The Cliq also adds one-touch access to a host of Google mobile services via Google Android, including Google Search by voice, Google Maps with Street View, YouTube and Picasa. It also offers access to personal and corporate e-mail, calendars and contacts via Exchange Server and Gmail, along with Yahoo, Windows Live Hotmail and other POP3 and IMAP services. For instant messaging, Motorola Cliq with Google Android supports Google Talk, AOL, Yahoo Messenger and Windows Live Messenger.

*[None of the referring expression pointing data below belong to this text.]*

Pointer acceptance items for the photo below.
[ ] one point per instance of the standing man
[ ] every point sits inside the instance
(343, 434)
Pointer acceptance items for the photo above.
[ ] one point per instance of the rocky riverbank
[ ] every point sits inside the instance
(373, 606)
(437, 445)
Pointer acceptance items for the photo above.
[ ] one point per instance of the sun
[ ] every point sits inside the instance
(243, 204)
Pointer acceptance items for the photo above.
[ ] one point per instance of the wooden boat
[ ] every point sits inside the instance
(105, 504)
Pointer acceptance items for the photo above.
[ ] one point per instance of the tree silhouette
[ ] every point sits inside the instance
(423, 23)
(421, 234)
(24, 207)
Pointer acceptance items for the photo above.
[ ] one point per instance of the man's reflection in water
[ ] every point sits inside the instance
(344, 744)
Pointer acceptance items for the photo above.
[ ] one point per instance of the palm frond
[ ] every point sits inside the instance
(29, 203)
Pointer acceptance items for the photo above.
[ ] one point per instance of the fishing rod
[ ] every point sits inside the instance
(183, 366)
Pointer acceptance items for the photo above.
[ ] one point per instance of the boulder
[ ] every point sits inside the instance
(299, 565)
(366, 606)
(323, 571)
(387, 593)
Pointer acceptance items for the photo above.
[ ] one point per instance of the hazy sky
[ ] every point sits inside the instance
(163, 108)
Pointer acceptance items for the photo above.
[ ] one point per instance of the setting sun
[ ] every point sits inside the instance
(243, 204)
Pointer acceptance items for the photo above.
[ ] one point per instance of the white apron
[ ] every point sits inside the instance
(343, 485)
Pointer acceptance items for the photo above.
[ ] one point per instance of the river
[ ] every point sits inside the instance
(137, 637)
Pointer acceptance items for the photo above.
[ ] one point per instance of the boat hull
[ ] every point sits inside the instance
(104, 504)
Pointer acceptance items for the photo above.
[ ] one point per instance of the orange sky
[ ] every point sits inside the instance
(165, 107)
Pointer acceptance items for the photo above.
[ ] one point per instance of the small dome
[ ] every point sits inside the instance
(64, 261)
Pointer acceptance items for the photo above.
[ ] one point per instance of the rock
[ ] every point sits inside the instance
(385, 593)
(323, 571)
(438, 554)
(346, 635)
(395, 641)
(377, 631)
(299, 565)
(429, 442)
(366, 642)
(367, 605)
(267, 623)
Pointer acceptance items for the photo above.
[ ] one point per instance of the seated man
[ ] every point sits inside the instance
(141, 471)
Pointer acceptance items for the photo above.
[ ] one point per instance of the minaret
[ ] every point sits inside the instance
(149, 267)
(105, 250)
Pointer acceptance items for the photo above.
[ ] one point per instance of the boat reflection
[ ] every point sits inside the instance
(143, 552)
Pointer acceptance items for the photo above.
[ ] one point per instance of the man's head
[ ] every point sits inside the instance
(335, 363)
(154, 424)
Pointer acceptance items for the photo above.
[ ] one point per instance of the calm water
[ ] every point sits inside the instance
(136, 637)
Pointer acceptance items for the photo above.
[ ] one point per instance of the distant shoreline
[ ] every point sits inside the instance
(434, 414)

But the device's specs are secondary for Motorola, which is hyping up the Cliq's MotoBlur interface more than the device itself. MotoBlur is a customizable interface that lets users aggregate social networking information and communications tools like e-mail messages, text messages, Facebook information, Twitter feeds, pictures and more into a single pane of glass. In addition, MotoBlur syncs back to Motorola's Blur servers backing up the user's data in case a device is lost or stolen so they can retrieve contact information, log-in information, customized home screens, e-mails and more. It also features a remote wiping capability to zap away data if a device falls into the wrong hands.

MotoBlur is a cool new feature, but Motorola is positioning it as a clear differentiator when HTC has been talking up the same capabilities for months via its HTC Sense interface. HTC Sense, which will be featured in both the HTC Hero and HTC Tattoo, is similar to MotoBlur in that it lets users customize their devices to ease use and simplify access to information.

And while Motorola mobile devices chief and co-CEO Sanjay Jha said Motorola's Google Android venture won't "make or break" the company's mobile device revival, releasing an Android-based device that apes its biggest rivals could have a negative impact on sales and send Motorola back to the drawing board.

It remains to be seen whether Motorola is too late to the Google Android party with the Motorola Cliq, which is expected to be available sometime in late fall, but the Cliq is certainly nothing new. And with Motorola banking on Google Android to bring it back to the days of the Razr, it better have more tricks up its sleeve.